Zahlreiche Horden aus Dämonen, Ghulen, Skeletten und anderen finsteren Gegnern stellen sich uns in den Weg. Und je tiefer wir in die nächsten Ebenen der Verliese vordringen, desto stärkeren Gegnerwellen müssen wir uns stellen. Je nach Charakter kann man Feinde im Nahkampf, wie auch in der Ferne treffen, wobei der Kampf doch recht stark vom Zufall abhängt. In der Regel benötigen wir bei einem W6-Wurf eine 1 bis 3, um einem Gegner Schaden zuzufügen. Einige Gegenstände erhöhen unsere Trefferchancen, während manche Gegner sogar die Dreien auf den Würfeln negieren können.

Es gilt meine Würfelergebnisse mit den Charaktereigenschaft und neuen Gegenständen positiv zu beeinflussen und mit den richtigen Helden, die passenden Gegner in der richtigen Reihenfolge anzuvisieren. Die gefallenen Gegner nutze ich als Gegenstände oder nutze sie als Erfahrungspunkte, um mich zu heilen oder Angstlevel meiner Gruppe zu senken.

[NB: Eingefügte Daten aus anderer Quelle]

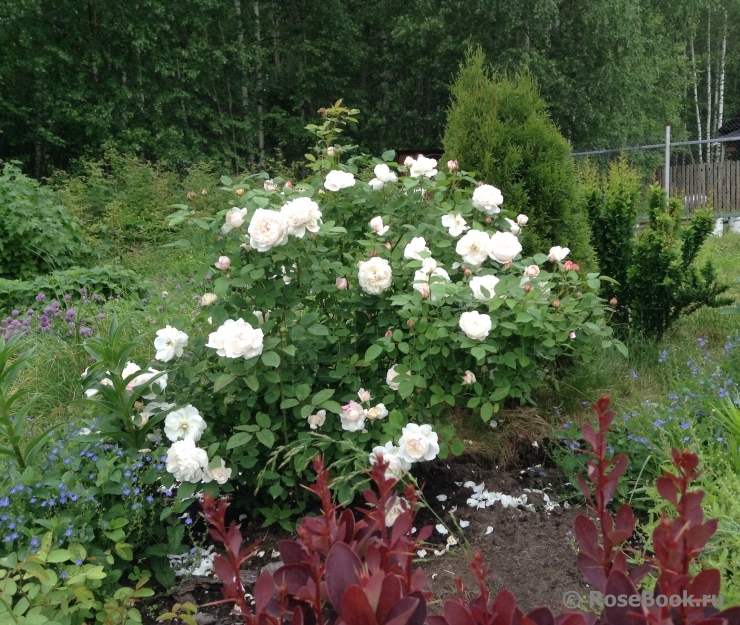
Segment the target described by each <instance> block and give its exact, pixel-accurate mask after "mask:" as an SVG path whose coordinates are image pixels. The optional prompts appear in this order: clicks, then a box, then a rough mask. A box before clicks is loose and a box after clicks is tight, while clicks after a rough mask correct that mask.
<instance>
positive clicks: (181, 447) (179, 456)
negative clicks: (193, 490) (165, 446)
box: [167, 439, 208, 484]
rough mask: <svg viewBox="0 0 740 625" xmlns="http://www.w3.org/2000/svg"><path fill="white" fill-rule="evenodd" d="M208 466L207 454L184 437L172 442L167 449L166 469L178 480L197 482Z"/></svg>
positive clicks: (207, 459)
mask: <svg viewBox="0 0 740 625" xmlns="http://www.w3.org/2000/svg"><path fill="white" fill-rule="evenodd" d="M207 468H208V454H207V453H206V451H205V449H200V448H198V447H196V446H195V441H193V440H192V439H185V440H181V441H177V442H175V443H172V446H171V447H170V448H169V449H168V450H167V471H168V472H170V473H172V475H173V476H174V478H175V479H176V480H177V481H178V482H192V483H194V484H195V483H198V482H200V481H201V480H202V479H203V472H204V471H205V470H206V469H207Z"/></svg>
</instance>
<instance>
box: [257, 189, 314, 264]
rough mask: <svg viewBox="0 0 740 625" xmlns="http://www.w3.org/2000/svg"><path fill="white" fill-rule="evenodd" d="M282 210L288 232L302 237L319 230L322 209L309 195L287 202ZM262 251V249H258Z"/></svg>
mask: <svg viewBox="0 0 740 625" xmlns="http://www.w3.org/2000/svg"><path fill="white" fill-rule="evenodd" d="M280 212H281V213H282V214H283V215H284V216H285V221H286V223H287V224H288V234H292V235H293V236H294V237H297V238H299V239H302V238H303V237H304V235H305V234H306V230H308V231H309V232H318V231H319V227H320V225H319V220H320V219H321V211H320V210H319V205H318V204H317V203H316V202H314V201H313V200H312V199H311V198H308V197H297V198H296V199H295V200H291V201H290V202H288V203H287V204H285V205H284V206H283V207H282V208H281V209H280ZM258 251H261V250H258Z"/></svg>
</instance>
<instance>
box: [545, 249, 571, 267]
mask: <svg viewBox="0 0 740 625" xmlns="http://www.w3.org/2000/svg"><path fill="white" fill-rule="evenodd" d="M568 254H570V249H569V248H567V247H560V246H559V245H556V246H554V247H551V248H550V253H549V254H548V255H547V257H548V258H549V259H550V260H552V261H555V262H556V263H559V262H562V261H563V259H564V258H565V257H566V256H567V255H568Z"/></svg>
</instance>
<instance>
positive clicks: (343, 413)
mask: <svg viewBox="0 0 740 625" xmlns="http://www.w3.org/2000/svg"><path fill="white" fill-rule="evenodd" d="M365 418H366V415H365V409H364V408H363V407H362V406H360V404H358V403H357V402H356V401H350V402H349V403H348V404H347V405H346V406H342V414H341V416H340V419H341V421H342V429H343V430H347V431H348V432H359V431H360V430H361V429H362V428H364V427H365Z"/></svg>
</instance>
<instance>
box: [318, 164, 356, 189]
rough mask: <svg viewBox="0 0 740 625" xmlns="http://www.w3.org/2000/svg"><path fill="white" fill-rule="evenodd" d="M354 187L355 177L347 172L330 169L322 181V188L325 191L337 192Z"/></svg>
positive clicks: (334, 169)
mask: <svg viewBox="0 0 740 625" xmlns="http://www.w3.org/2000/svg"><path fill="white" fill-rule="evenodd" d="M354 185H355V177H354V175H353V174H351V173H349V172H348V171H342V170H340V169H332V170H331V171H330V172H329V173H328V174H326V178H325V179H324V187H325V188H326V190H327V191H339V190H340V189H347V188H348V187H353V186H354Z"/></svg>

Es gilt also hinabzusteigen, Gegner zu besiegen und sich weiterentwickeln – und das alles in einer großartigen, düsteren Atmosphäre. Leben muss man mit dem Zufall, der einen frustrierend ins Gesicht schlägt oder zufrieden an eine tolle eigene Strategie glauben lässt. Bin gespannt, ob die kommende Erweiterung, die interessanterweise als „Valpiedra 1.5“ gelistet wird, mehr wünschenswert stärkere Charaktere bringt und das Spielerlebnis etwas „einfacher“ macht.

Stubenscore: 7,8 / 10

Kleine Schachtel und die Hölle ist schnell aufgebaut
Ich kann den besiegten Gegner „ausrüsten“, also als Schwert einen weiteren Würfel hinzufügen und Kälteschaden aktivieren ODER 4 Erfahrungspunkte einsetzen. Allein das „ODER“ macht es echt schwierig.
Komme halbtot in Level 4 an und dann kommen die?
Nächster Run. Töte ich einen Gegner, der Boni auf andere wirkt, lösche ich damit auch diese Boni aus.